Os olhos fechando...
Sono, sonho, paz, felicidade...
Quem sabe até um pouquinho de medo?
Talvez um colapso de memória num tímido momento de alegria
Foram tantas palavras perdidas em nossas intimidades
Quase impossibilitando traduzir
Cada soneto teu, indecifro

Arrisco até um franco desejo

O ponteiro dos minutos, das horas!...
Pulo cada segundo, nada é obstáculo.
Apenas uma imensa vontade de desvendar o futuro
Esconde-se atrevida em nosso mais intimo segredo
Completamente perdido
Entre uma infinidade de poesias e beijos.

segunda-feira, 8 de maio de 2006

Equilíbrio

Ando por esse fino fio
Equilibrando-me em teus olhos
Arriscando-me por um sonho
Que a qualquer momento pode despencar

Mas é por isso que sigo
As lembranças que tenho comigo
Já valem tudo o que consegui!
Por isso me arrisco

Respiro fundo e me concentro.
O sangue sobe a cabeça
E os sentidos afloram!
Passo a ter domínio sobre cada movimento

Controlando meus passos
Na delicadeza e força de sua beleza
Até o final do espetáculo você dirá sim
E eu cairei em teus braços!

domingo, 7 de maio de 2006

Saudade

Sem você
Eu canto como as pedras em silencio
O rio seco correndo
Às tardes sem vento soprando

sábado, 6 de maio de 2006

Já sacralizamos os nossos desejos.
Temos tanta fé em nossos beijos
Que eles realizam sonhos!

segunda-feira, 1 de maio de 2006

De verdade

Em minhas veias abertas corre o teu sangue
Eu até já tentei falar
Mas os teus beijos sempre me calam

Conversar nem é mais necessário
Porque teus olhos dizem tudo
E minhas lagrimas andam cantando tristezas

Vamos sorrir um pouco, de verdade!
Hoje talvez apenas simplesmente
Merecemos e precisamos um do outro.

quinta-feira, 23 de fevereiro de 2006

Tragando Saudades

Sente falta da brisa do vale?
Dos ventos rodeantes celebrando a liberdade?
Do som das águas sacudindo os desejos sem juízo?!.
Quando as narinas pegam fogo e o sentido queima
O peito se enche de delírio e os olhos enxergam além
Eu posso estender meu braço até as alturas
E consigo tocar o teu rosto no escuro da noite
Trago minhas saudades e sinto que ainda a espaço e tempo
Pra os sonhos que guardamos consigo a vida inteira!

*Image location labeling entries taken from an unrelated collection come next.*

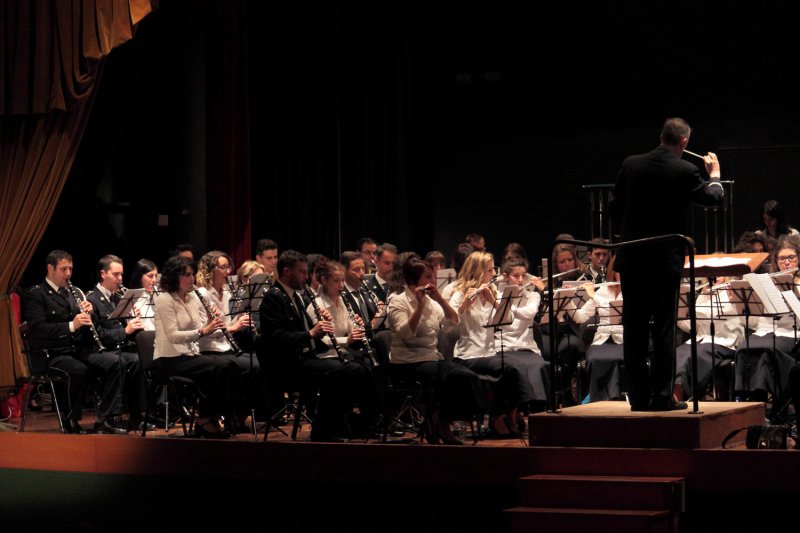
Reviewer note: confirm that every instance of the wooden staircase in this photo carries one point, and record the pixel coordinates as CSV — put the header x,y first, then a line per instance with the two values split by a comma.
x,y
598,503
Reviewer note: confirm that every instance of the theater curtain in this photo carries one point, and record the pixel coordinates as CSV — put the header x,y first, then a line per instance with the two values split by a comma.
x,y
50,64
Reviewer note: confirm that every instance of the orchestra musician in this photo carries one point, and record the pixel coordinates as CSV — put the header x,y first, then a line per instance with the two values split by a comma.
x,y
118,335
59,338
179,330
771,342
145,276
348,335
378,282
416,315
474,298
653,196
518,337
289,346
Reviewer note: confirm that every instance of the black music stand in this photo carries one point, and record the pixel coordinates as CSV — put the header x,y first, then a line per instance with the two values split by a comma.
x,y
503,317
751,299
247,300
562,298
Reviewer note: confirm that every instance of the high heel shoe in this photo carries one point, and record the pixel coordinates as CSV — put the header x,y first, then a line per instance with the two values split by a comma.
x,y
210,430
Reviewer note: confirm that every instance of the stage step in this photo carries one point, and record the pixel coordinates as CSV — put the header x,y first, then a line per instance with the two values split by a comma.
x,y
535,519
598,503
604,492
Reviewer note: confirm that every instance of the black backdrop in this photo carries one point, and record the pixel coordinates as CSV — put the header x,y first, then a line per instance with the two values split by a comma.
x,y
417,122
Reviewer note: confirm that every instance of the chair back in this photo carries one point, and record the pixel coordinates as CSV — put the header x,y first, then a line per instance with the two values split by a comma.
x,y
146,345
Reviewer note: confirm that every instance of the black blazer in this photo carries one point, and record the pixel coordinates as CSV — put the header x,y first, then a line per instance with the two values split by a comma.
x,y
111,332
283,334
48,315
653,196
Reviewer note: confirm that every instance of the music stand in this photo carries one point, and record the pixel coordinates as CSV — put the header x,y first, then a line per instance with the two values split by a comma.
x,y
124,308
756,295
247,299
503,317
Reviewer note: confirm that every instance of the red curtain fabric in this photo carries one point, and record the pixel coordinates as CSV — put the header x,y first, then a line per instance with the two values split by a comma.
x,y
50,63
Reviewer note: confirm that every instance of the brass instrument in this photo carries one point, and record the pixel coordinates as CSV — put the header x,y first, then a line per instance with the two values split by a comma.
x,y
228,336
80,297
340,351
352,315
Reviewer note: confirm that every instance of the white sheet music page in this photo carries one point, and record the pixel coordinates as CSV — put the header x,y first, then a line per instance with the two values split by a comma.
x,y
768,293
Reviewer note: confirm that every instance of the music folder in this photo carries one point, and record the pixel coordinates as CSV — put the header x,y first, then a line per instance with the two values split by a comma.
x,y
502,314
124,308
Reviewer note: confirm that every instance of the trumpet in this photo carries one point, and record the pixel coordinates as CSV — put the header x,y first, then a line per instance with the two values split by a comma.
x,y
352,315
228,336
340,351
476,293
80,297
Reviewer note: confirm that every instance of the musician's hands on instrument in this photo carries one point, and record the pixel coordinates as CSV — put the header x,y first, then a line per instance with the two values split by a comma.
x,y
133,325
213,325
712,165
355,335
322,327
81,320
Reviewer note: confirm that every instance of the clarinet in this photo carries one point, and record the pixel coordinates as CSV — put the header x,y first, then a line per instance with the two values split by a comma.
x,y
79,297
367,345
340,352
228,336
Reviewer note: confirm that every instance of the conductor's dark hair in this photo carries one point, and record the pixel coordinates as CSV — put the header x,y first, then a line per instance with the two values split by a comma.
x,y
674,130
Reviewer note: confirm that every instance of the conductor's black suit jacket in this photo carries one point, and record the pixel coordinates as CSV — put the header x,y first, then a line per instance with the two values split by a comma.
x,y
653,196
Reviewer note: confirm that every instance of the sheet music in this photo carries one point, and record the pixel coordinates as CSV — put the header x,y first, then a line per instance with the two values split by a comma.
x,y
793,302
768,293
716,262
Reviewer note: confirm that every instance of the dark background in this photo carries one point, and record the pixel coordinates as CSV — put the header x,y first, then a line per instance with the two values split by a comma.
x,y
417,122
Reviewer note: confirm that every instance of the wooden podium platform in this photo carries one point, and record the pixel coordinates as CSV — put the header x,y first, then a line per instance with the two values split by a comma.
x,y
613,425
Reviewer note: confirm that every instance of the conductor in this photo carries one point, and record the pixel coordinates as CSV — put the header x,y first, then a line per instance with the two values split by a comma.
x,y
653,196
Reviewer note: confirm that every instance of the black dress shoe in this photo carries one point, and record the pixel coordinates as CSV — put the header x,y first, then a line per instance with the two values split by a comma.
x,y
72,426
107,428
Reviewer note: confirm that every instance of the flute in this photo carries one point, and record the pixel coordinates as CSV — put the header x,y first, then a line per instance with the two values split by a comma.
x,y
211,313
340,352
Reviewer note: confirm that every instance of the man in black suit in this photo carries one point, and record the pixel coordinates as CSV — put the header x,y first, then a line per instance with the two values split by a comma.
x,y
118,336
59,335
653,196
288,353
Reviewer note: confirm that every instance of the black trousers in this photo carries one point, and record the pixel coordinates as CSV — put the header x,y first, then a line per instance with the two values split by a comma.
x,y
79,367
649,296
213,375
341,386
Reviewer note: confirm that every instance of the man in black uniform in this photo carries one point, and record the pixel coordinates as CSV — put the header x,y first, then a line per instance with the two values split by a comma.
x,y
60,335
653,196
118,337
288,353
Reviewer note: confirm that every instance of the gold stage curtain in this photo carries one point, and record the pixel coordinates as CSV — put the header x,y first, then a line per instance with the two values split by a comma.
x,y
51,58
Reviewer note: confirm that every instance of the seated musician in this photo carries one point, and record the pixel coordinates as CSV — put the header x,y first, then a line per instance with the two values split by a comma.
x,y
378,282
179,329
289,346
416,315
60,336
724,333
518,337
474,297
145,276
118,335
771,342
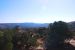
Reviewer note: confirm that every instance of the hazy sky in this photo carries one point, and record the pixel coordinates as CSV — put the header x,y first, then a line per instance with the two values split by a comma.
x,y
37,11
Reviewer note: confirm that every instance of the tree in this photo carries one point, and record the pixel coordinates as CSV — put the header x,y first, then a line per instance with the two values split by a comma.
x,y
58,32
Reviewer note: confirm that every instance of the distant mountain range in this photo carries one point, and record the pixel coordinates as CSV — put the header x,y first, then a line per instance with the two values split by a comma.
x,y
23,25
31,25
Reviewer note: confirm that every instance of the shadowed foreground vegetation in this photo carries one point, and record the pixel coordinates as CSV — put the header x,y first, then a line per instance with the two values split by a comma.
x,y
51,38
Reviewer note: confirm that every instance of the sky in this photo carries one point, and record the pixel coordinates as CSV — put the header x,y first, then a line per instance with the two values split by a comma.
x,y
36,11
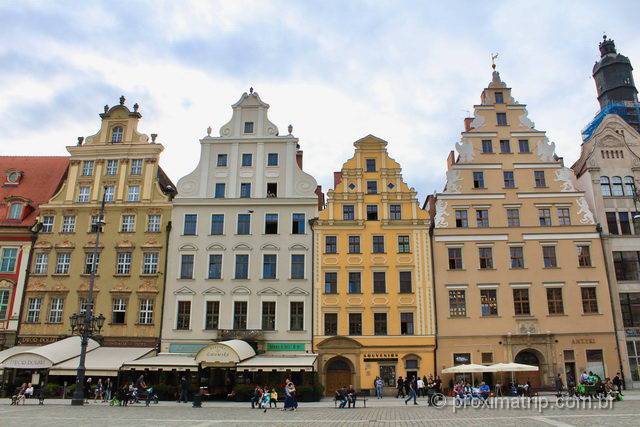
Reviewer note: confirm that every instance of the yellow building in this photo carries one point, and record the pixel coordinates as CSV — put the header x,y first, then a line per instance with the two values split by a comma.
x,y
129,283
373,294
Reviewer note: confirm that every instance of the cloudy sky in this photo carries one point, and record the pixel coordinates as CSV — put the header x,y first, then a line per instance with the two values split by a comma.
x,y
336,69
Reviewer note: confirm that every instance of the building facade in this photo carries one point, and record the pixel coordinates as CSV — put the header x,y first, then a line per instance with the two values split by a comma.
x,y
608,169
373,293
240,264
121,164
519,268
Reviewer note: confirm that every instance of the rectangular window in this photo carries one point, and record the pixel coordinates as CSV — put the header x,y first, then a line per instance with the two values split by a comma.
x,y
272,159
330,283
554,301
40,264
268,315
455,258
136,167
297,266
128,224
186,266
240,315
348,212
488,302
406,284
482,218
220,190
68,224
331,323
513,217
612,223
457,303
87,168
297,315
549,256
486,258
371,165
487,146
589,300
462,220
190,224
63,261
478,180
539,179
331,245
145,316
584,256
83,194
119,314
544,215
112,167
244,224
271,224
406,323
378,244
150,263
355,286
245,190
153,224
517,256
509,181
379,282
380,323
354,244
134,193
403,245
212,315
269,263
297,224
123,263
215,266
217,224
183,319
33,310
55,310
355,323
395,212
47,224
521,302
564,218
242,267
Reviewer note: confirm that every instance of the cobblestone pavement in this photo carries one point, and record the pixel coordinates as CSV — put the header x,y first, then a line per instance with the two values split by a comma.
x,y
393,413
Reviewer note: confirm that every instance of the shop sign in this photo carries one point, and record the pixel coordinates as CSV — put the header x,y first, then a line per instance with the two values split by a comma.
x,y
285,346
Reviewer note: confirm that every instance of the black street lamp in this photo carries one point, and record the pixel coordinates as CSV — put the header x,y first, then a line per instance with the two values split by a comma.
x,y
85,324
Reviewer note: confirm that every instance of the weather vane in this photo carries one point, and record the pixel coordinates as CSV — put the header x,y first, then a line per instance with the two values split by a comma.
x,y
493,60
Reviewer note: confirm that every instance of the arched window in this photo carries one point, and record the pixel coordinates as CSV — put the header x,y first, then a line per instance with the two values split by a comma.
x,y
629,186
605,187
617,186
116,134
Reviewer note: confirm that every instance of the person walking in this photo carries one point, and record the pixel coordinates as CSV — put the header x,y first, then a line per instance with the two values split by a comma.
x,y
400,386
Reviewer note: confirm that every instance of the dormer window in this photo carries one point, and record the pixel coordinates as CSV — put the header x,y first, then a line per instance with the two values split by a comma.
x,y
117,134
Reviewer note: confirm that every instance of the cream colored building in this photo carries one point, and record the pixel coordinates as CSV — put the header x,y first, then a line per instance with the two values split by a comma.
x,y
519,268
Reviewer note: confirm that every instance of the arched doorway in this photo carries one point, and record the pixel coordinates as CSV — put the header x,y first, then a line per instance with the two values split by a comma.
x,y
338,374
529,357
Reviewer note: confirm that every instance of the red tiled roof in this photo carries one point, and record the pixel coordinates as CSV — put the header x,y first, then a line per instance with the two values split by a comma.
x,y
41,179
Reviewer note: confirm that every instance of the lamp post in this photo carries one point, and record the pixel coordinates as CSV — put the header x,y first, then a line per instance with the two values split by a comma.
x,y
85,324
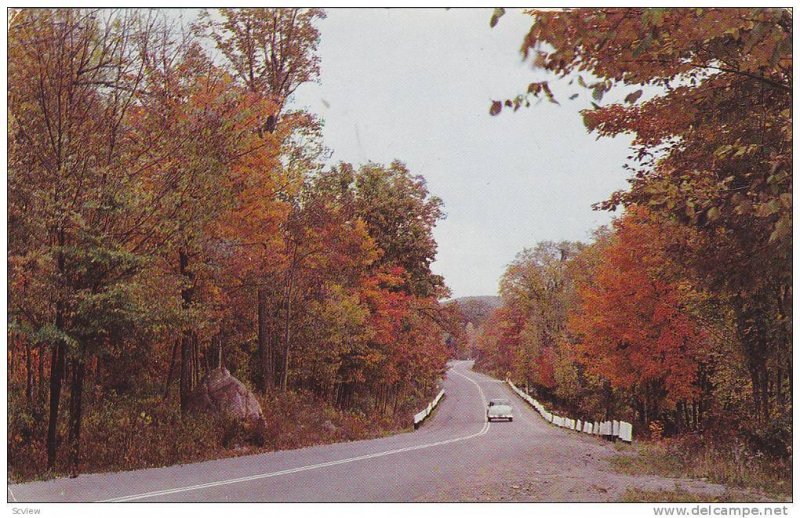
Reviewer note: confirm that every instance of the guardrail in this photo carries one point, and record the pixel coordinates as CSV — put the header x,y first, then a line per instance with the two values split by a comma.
x,y
421,416
611,429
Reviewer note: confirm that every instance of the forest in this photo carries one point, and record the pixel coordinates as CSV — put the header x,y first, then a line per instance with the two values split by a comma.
x,y
169,213
678,316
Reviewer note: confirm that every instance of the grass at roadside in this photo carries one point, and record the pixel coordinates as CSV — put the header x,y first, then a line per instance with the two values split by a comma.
x,y
731,465
681,495
121,433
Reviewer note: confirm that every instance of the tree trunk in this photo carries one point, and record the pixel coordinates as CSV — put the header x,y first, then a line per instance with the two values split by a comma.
x,y
28,373
56,370
186,338
171,370
40,389
266,378
287,333
186,370
76,392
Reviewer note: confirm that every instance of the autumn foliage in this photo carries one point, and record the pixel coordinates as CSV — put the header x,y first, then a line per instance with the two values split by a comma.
x,y
680,314
169,213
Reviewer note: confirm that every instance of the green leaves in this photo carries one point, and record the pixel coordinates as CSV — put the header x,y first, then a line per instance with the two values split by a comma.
x,y
496,15
633,96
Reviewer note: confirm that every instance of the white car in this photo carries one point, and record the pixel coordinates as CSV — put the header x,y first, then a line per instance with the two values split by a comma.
x,y
499,409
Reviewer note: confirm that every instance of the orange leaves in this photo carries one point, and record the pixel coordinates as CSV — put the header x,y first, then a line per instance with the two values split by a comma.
x,y
632,325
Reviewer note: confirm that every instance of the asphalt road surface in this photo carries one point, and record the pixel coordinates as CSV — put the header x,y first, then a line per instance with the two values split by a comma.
x,y
455,456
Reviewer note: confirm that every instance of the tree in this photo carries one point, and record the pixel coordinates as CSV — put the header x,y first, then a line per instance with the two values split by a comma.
x,y
633,326
712,137
271,51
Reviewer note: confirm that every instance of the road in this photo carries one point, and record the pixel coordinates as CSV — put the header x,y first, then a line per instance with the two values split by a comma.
x,y
454,456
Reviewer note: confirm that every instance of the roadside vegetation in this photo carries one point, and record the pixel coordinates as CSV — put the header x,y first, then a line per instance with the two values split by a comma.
x,y
169,213
678,316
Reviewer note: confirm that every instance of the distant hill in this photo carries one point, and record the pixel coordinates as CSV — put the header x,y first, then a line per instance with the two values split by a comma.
x,y
477,309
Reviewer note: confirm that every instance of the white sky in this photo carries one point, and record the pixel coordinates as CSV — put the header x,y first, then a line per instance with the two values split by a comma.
x,y
416,85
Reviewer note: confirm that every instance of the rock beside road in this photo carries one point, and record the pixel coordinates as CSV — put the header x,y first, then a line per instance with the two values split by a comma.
x,y
221,393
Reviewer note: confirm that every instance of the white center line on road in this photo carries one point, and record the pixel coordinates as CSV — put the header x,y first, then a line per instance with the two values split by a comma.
x,y
260,476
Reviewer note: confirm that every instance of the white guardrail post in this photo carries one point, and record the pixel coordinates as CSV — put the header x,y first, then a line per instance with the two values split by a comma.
x,y
610,429
421,416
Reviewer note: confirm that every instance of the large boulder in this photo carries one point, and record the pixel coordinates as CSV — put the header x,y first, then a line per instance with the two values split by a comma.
x,y
219,392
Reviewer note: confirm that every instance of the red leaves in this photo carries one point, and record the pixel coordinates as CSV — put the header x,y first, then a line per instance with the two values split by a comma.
x,y
632,324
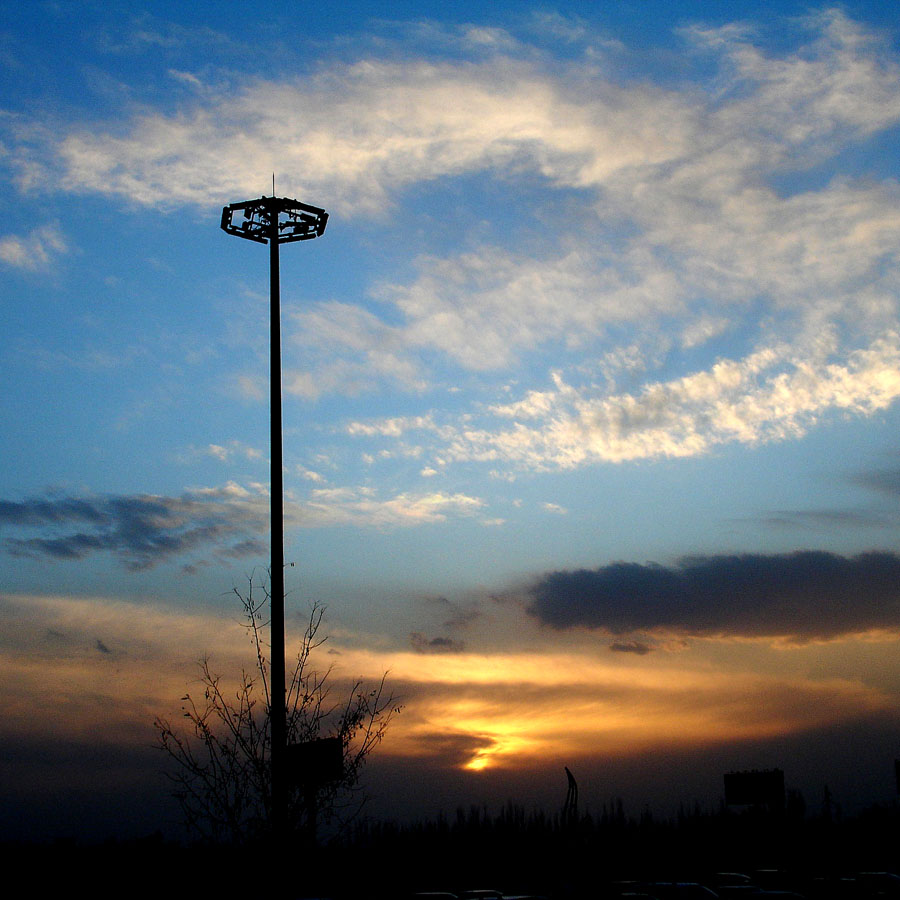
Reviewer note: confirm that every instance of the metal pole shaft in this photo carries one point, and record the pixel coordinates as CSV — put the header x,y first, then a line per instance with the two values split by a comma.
x,y
276,574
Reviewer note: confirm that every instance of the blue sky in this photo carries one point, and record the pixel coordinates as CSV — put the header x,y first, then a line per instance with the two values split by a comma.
x,y
599,287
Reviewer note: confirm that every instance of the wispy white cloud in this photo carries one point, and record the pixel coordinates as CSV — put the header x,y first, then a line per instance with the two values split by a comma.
x,y
361,506
684,227
35,250
773,394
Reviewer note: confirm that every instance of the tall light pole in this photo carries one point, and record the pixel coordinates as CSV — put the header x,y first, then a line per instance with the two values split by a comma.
x,y
274,221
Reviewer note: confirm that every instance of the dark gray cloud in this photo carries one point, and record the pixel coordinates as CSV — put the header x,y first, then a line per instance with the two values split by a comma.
x,y
140,529
422,644
803,596
638,647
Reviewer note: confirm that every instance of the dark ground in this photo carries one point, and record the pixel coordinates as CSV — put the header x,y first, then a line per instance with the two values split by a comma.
x,y
515,851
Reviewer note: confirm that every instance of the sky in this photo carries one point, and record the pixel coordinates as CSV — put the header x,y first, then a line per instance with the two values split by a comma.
x,y
591,433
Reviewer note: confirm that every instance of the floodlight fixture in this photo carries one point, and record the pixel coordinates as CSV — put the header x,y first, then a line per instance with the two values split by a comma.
x,y
259,219
274,221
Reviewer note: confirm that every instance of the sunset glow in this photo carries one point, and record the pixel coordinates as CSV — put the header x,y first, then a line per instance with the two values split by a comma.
x,y
591,421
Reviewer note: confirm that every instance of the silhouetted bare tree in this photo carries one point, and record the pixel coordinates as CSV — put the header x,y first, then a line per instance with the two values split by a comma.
x,y
221,756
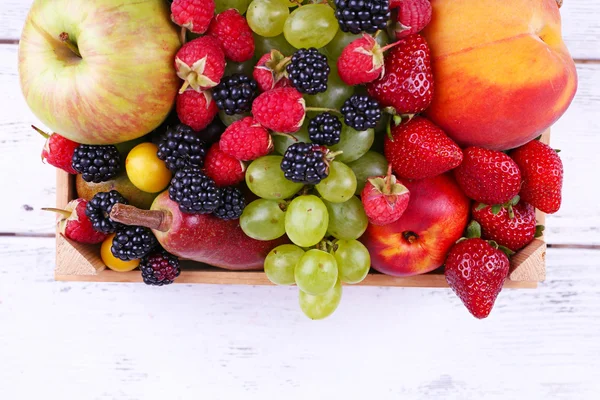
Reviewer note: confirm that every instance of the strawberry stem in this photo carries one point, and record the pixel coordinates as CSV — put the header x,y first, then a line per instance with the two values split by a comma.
x,y
64,213
41,132
130,215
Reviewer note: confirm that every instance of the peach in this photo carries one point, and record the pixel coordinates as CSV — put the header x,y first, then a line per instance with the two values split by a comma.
x,y
502,72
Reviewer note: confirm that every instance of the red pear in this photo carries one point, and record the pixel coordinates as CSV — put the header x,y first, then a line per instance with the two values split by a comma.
x,y
198,237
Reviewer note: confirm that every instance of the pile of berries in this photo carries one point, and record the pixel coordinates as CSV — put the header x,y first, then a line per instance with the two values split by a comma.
x,y
315,135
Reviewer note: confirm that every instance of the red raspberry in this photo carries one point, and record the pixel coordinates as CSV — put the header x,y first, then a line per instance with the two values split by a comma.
x,y
413,16
58,151
233,33
488,176
194,15
75,225
222,168
384,199
281,110
361,61
200,63
196,110
270,71
246,140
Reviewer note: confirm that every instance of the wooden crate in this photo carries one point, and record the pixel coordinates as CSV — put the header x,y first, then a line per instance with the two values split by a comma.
x,y
78,262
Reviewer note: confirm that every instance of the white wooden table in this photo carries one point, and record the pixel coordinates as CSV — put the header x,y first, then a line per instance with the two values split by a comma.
x,y
128,341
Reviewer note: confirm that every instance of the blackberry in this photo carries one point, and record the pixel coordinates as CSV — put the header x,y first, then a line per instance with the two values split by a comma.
x,y
132,242
232,204
325,129
159,268
308,71
357,16
195,192
235,94
361,112
305,163
96,163
181,146
98,210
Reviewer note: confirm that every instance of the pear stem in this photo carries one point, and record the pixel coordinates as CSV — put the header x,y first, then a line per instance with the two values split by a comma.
x,y
64,213
41,132
64,38
158,220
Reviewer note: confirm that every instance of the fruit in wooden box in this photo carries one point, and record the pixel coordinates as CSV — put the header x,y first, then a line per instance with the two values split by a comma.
x,y
502,78
198,237
418,243
99,72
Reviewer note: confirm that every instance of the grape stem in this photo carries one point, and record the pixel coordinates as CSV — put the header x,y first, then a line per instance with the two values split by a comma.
x,y
332,110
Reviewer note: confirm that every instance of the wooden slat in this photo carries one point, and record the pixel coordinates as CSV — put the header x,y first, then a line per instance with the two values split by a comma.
x,y
581,29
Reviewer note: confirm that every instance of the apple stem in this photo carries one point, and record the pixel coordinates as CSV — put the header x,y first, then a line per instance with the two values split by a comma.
x,y
64,213
64,38
129,215
41,132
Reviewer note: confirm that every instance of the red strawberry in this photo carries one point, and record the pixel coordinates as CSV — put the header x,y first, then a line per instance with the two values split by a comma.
x,y
384,199
246,140
361,61
407,84
196,110
488,176
233,33
542,173
513,226
200,63
419,149
75,225
281,110
270,71
58,151
413,16
194,15
222,168
476,272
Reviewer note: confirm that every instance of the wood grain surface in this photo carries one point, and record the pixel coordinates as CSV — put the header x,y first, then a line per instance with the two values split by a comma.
x,y
82,340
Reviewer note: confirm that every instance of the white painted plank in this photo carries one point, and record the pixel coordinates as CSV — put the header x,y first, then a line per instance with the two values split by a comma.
x,y
581,24
576,134
129,341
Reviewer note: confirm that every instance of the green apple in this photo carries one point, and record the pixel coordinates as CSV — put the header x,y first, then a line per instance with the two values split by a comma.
x,y
99,72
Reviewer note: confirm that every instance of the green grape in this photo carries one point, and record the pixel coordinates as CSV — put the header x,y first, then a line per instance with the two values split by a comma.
x,y
222,5
316,272
312,25
343,39
336,94
340,184
263,220
265,179
246,67
306,220
230,119
369,165
353,143
264,45
353,260
281,263
319,307
282,142
267,17
347,220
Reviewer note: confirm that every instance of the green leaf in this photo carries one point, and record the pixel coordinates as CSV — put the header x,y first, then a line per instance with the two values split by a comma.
x,y
474,230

terça-feira, 14 de fevereiro de 2006

Só o tempo!

O que pensamos quando desaparecemos?
Realmente estamos tendo um surto de verdade?!
Como dessas que se assiste nos filmes?
Como dessas que se pede a noite as estrelas?
Tua mão envolta em meu pescoço
Me chamando a beijar nossos segredos
Mais um gesto perdido em tantas vontades
Quase nem tu percebes, mas já não tens medo.

quinta-feira, 2 de fevereiro de 2006

Fez um pedido?

Ainda colhendo estrelas cadentes?
Eu ando com saudade do teu sorriso
Que não posso ver de perto
Das fotografias cantando a distancia
Do horror das horas caindo no escuro
Dando-nos tempo apenas pra um desejo,
Que se resfaz na atmosfera.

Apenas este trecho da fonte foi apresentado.